Dreyfuss a suggéré de Le gardien que les exigences du rôle étaient tout simplement impossibles à satisfaire. « Stroman disait aux acteurs, en plein vol, » Arrêtez. Et pendant que vous êtes là-haut, faites semblant d’être un paon, et tirez la chasse pendant que vous y êtes « , dit-il.

La bataille juridique de la famille de Richard Dreyfuss, encore et encore

Au milieu des années 80, le père de Richard Dreyfuss, Norman Dreyfuss, a approché l’acteur pour un prêt de 870 000 $ pour l’aider à sortir d’une «crise familiale», selon des documents judiciaires (via Service de presse du palais de justice). Cependant, les documents indiquent que le prêt a en fait été utilisé pour acheter un immeuble de bureaux à Los Angeles. Richard a affirmé que son père et son oncle ont non seulement négligé de le payer après plus de 20 ans, mais n’ont vu aucun des rendements de l’entreprise – même s’il possédait «au moins 29% de l’entreprise».

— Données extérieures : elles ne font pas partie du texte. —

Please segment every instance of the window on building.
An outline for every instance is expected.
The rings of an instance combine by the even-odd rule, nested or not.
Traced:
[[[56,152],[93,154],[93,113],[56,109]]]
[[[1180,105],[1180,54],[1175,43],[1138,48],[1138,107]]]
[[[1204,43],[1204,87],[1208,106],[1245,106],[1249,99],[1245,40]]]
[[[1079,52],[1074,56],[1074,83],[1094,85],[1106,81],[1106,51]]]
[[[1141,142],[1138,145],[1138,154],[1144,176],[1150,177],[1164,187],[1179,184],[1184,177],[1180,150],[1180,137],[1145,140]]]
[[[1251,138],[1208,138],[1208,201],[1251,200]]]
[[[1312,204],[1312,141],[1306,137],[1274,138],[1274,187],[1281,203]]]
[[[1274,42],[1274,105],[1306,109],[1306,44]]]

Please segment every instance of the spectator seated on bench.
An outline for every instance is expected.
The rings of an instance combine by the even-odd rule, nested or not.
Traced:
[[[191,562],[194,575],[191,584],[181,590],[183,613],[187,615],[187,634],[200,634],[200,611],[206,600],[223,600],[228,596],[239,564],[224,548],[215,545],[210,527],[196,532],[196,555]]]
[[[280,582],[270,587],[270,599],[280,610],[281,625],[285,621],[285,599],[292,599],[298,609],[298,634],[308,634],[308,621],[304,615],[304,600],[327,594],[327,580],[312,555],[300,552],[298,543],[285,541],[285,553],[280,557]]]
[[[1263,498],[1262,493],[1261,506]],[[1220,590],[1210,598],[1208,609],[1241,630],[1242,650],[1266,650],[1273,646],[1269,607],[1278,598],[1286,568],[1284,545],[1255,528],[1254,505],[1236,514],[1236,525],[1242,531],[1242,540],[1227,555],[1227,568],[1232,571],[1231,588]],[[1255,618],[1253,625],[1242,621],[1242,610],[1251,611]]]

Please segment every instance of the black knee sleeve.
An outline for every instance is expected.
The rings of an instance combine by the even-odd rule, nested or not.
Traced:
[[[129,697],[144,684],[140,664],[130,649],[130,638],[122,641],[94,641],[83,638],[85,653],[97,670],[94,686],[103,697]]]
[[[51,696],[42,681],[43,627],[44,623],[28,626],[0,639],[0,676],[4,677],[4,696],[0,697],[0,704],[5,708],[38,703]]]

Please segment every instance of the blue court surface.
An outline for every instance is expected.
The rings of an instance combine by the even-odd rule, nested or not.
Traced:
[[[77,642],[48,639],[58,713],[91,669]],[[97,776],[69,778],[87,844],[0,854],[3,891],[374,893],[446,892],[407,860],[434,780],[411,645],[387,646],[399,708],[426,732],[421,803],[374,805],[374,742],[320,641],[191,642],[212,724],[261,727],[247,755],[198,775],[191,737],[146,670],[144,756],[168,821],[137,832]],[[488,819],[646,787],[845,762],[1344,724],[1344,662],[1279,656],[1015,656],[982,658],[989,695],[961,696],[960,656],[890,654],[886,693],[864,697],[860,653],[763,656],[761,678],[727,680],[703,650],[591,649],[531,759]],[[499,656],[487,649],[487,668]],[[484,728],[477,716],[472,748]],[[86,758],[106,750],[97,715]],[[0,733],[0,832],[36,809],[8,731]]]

L’acteur a intenté ce procès pour la première fois en 2008, et comme Le gardien a rapporté, il a allégué que ses proches « avaient détourné des millions de dollars d’un jugement de 6 millions de dollars qu’ils avaient gagné contre l’état de Californie pour un bail dans l’immeuble ». Là encore, il n’aurait rien reçu. Il a réédité le procès en 2012 lorsque, selon Service de presse du palais de justice, il semblait qu’ils «vendraient peut-être l’immeuble». En réponse, le père et l’oncle de Richard ont soutenu que la part de Richard dans l’entreprise n’était que d’environ 10%. Le père de Richard est décédé en 2013 et on ne sait pas s’ils ont résolu ce problème avant sa mort.